INVESTIMENTOS – Além dos aeroportos regionais, a repactuação prevê novos investimentos em Brasília.

Em abril, o Ministério de Portos e Aeroportos estimava aproximadamente R$ 1,2 bilhão em aportes no terminal durante o período restante da concessão.

Entre as intervenções previstas estão um novo terminal internacional, edifício-garagem, nova via de acesso e aquisição de equipamentos de segurança e inspeção de passageiros e bagagens.

A Anac informou que promoveu alterações nas minutas do edital e do termo aditivo, após receber mais de 140 manifestações durante a consulta pública.

As contribuições envolveram temas como aeroportos regionais, infraestrutura, modelagem econômica, indenizações, governança e divisão de riscos.

Para a agência, a solução pretende recuperar a sustentabilidade econômico-financeira da concessão de Brasília e, simultaneamente, levar investimentos a terminais regionais que teriam menor capacidade de atração de capital se fossem oferecidos separadamente.

DISPUTA SERÁ EM DEZEMBRO – Pelo cronograma, empresas interessadas poderão solicitar esclarecimentos complementares sobre o edital até 23 de outubro.

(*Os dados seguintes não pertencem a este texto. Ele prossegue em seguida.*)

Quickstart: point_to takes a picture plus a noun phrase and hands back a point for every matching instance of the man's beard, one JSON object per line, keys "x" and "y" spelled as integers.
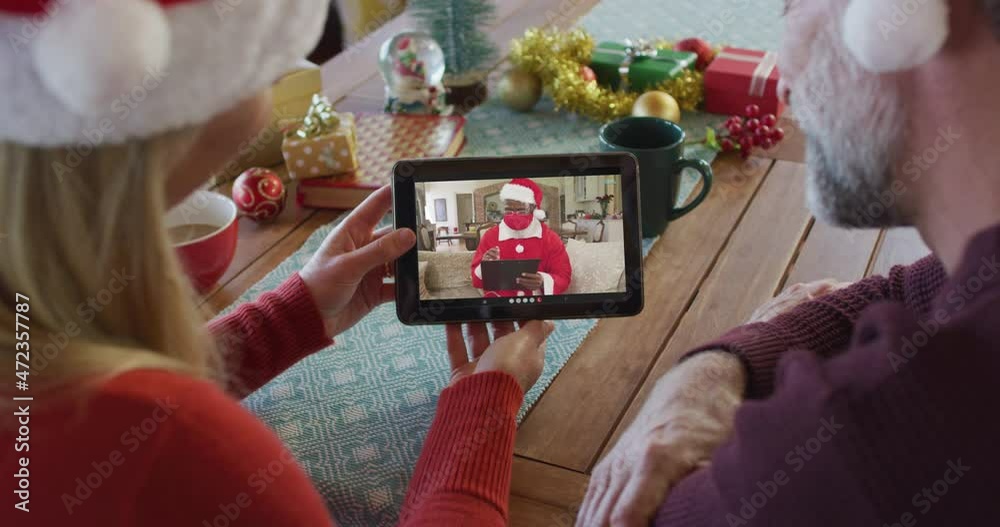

A documentação e as garantias das propostas deverão ser apresentadas nos dias 9 e 10 de dezembro.

O leilão ocorrerá no dia 17 de dezembro.

Para Mato Grosso, o resultado definirá qual grupo privado passará a responder pelos aeroportos de Cáceres, Tangará da Serra e Juína e pelas obrigações de investimento estabelecidas para cada terminal.

A expectativa em torno do processo estará justamente no alcance dessas intervenções.

A concessão da infraestrutura é apenas a primeira etapa: o impacto efetivo para as três regiões mato-grossenses dependerá dos investimentos realizados, da capacidade dos terminais de receber operações regulares e, posteriormente, da atração de companhias aéreas e novas ligações.